Setelah dua BLK ini diserahkan Gubernur Riau (Gubri) Syamsuar secara resmi ke Menteri Tenaga Kerja (Menaker) RI, Ida Fauziyah di Jakarta, Rabu (3/3 2021 di bawah pengelolaan Kemnaker hingga kini belum maksimal dikelola. 

"Saya termasuk orang yang kesal, kenapa pula BLK kita diserahkan ke pusat, ke Kementerian. Sekarang jadi sarang hantu, sebelumnya walau hidup segan mati tak mau, masih bisa mendidik anak-anak kita," ujar Hardianto, Rabu (15/3/2023).

Hingga kini disebutnya BLK ini tak maksimal dan janji-janji Kemenaker tak direalisasikan. Padahal diharapkan BLK yang sedianya milik Pemprov Riau yang berada di Pekanbaru dan Dumai akan dikelola secara profesional. Baik dari sisi sumber daya manusia (SDM) maupun finansial.

"Kita butuh mendidik anak Riau bersertifikat ISO. Pertanyaannya, mana janjinya ini bisa dikelola dengan baik, mana buktinya?
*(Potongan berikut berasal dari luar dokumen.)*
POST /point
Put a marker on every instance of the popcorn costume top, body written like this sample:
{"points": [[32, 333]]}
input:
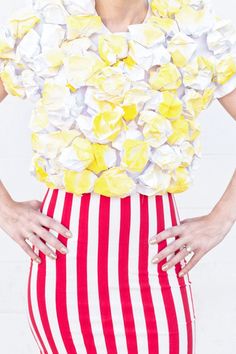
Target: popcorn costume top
{"points": [[116, 112]]}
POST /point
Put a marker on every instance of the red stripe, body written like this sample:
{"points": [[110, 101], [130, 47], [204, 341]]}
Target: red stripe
{"points": [[29, 294], [61, 280], [187, 275], [164, 283], [150, 318], [82, 286], [103, 239], [41, 277], [125, 297], [182, 284]]}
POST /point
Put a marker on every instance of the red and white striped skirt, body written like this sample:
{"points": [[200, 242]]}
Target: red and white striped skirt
{"points": [[105, 295]]}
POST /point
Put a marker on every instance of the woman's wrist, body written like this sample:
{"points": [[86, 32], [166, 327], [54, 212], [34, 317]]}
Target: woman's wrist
{"points": [[222, 213]]}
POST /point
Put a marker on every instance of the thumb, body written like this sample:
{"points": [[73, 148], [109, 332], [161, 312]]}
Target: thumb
{"points": [[35, 203]]}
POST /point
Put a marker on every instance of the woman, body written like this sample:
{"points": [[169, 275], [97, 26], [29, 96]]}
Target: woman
{"points": [[117, 88]]}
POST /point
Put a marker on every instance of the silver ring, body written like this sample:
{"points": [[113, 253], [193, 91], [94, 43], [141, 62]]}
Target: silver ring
{"points": [[188, 248], [30, 235]]}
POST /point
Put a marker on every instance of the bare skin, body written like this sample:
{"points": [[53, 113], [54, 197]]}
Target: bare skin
{"points": [[202, 233]]}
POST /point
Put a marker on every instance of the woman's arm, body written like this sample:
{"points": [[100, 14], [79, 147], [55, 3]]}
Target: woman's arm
{"points": [[20, 219], [203, 232], [225, 208]]}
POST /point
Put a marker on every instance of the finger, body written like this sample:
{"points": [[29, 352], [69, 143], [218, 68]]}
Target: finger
{"points": [[53, 224], [35, 240], [170, 232], [175, 259], [50, 239], [171, 248], [27, 248], [195, 258]]}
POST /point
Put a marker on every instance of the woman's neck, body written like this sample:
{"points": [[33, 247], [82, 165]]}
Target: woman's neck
{"points": [[119, 14]]}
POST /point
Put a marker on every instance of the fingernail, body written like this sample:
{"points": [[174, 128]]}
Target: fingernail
{"points": [[64, 250], [69, 233], [152, 240]]}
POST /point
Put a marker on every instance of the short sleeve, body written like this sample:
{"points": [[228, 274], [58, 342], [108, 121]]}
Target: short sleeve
{"points": [[221, 41], [15, 71]]}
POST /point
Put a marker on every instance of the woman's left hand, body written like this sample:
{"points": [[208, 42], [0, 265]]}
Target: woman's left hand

Sampai sekarang tak ada," paparnya. 

Tidak maksimalnya dua BLK ini disebut Hardianto mempersulit upaya anak-anak Riau bergabung ke perusahaan multinasional yang beroperasi di Riau. 

"Kita tuntut kementrian untuk bisa menjalankan BLK itu sehingga perusahaan di Riau tak lagi menolak anak-anak Riau bekerja," jelasnya. 
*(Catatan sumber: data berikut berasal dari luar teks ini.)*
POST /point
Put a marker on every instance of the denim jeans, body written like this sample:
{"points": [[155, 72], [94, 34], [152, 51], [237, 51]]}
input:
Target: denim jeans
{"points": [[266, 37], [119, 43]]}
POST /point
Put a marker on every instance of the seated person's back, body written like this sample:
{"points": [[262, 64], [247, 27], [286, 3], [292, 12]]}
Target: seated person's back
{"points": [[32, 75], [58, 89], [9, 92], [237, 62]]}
BLK yang kini tak lagi dikelola oleh Pemprov ini dikatakan Hardianto tentu menghilangkan previliege yang seharusnya dimiliki anak-anak muda di Riau. Dengan dikelola oleh Kementerian tentu persaingan menjadi lebih luas. 

"BLK kita tidak lagi milik anak Riau, ketika kementerian yang mengelola, tentu semua bisa mendapatkan pelatihan, bayangkan, barang kita, aset kita, akses kita tapi tidak bisa kita manfaatkan maksimal," paparnya lagi. 

Hardianto menyayangkan keterlanjuran ini. Padahal menurutnya dana operasional yang dibutuhkan masih bisa ditangani oleh Pemprov. 

"Padahal kita seharusnya bisa mengelola pakai APDB, saya sempat bicarakan ini dengan orang kementerian tenaga kerja. Sekian Milyar bisa melatih sekian ribu orang, tapi ini sudah terlanjur, " tutup Hardianto.